El rodaje convertido en pinturas crepusculares, el gusano transformado en un dragón omnipresente y poderoso. La arena se transfigura en un elemento acuoso, fluye como un río, crea oleaje, en un océano infinito. El sílice convertido en un mineral protector. La historia es épica, no puede ser de otra manera, la lucha entre el bien y el mal. Paul Atreides es un humanista, no sabe que es el nuevo Mesías, tiene poderes, pero como todos los héroes tiene que luchar contra la violencia y la injusticia. No existen dioses en aquel universo, pero sí superhombres que viven en unos paisajes llenos de símbolos sobrenaturales. Dune contiene toda la historia existencial que hemos construido. Es una epopeya humana, hija de la Odisea odel Mahabharata. En la mayoría de los relatos fundacionales de nuestras civilizaciones, la guerra se erige como eje transmisor del poder, del supremacismo cultural y de la sumisión. Paul es el salvador, como Ulises, un ser sobrehumano, contradictorio también, que deberá salvar unos mundos que sus habitantes, atrapados en sus paradojas, son incapaces de redimir.
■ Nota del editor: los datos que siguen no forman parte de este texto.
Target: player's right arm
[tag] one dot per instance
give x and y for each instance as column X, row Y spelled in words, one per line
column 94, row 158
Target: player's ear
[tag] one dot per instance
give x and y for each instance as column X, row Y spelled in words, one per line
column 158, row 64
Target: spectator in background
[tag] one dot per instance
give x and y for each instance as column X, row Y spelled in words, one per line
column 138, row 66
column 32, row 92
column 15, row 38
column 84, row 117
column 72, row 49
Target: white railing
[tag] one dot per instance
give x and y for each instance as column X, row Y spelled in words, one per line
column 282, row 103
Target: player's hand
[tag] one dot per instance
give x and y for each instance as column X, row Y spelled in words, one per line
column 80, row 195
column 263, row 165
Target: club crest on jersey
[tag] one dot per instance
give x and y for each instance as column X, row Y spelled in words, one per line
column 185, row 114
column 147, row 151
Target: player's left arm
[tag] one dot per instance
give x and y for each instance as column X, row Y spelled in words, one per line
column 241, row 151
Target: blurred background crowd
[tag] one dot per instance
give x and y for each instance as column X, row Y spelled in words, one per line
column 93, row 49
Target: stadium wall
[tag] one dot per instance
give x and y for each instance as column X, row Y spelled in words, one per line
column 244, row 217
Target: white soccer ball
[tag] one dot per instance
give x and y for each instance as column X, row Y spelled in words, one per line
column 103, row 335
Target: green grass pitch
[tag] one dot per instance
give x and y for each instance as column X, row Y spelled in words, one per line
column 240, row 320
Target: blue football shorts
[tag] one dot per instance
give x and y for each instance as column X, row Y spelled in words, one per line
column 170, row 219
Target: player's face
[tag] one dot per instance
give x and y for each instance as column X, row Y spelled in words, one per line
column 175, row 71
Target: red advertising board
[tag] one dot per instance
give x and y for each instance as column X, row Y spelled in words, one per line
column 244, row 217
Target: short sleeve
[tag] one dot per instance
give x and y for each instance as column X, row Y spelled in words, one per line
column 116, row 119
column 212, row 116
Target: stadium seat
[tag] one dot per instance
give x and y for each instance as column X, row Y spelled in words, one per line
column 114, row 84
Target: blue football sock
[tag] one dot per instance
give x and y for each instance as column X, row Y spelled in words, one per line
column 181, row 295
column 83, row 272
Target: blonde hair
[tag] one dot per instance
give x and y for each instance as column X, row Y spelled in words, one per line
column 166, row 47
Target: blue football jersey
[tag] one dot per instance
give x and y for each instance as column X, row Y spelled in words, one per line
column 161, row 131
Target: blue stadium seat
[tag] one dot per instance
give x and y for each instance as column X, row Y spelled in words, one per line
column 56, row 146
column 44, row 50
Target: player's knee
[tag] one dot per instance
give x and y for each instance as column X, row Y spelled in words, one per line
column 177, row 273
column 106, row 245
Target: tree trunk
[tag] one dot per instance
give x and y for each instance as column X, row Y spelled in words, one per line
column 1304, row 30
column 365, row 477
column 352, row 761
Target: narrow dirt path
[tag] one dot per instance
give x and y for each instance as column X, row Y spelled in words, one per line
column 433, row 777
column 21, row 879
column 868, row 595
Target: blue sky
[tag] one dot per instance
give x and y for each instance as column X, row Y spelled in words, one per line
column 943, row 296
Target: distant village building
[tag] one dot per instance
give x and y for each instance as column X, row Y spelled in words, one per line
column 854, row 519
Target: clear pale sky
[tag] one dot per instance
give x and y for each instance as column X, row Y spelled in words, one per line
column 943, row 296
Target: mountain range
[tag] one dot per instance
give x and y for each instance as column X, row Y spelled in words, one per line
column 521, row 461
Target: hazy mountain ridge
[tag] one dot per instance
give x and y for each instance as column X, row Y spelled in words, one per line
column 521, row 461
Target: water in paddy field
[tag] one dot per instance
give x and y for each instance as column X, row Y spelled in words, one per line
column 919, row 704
Dune nos hace reflexionar sobre la fragilidad de la vida y del entorno natural, sobre un futuro incierto en el que la Tierra ya no existe. El mañana se proyecta inseguro, allá la supervivencia es difícil y nuestra especie vaga por el espacio sin rumbo, esperando un nuevo Prometeo que nos rescate al fin de nuestra inmadurez. ¿Cómo ahora?
“El misterio de la vida no es un problema para resolver, sino una realidad que hay que experimentar”.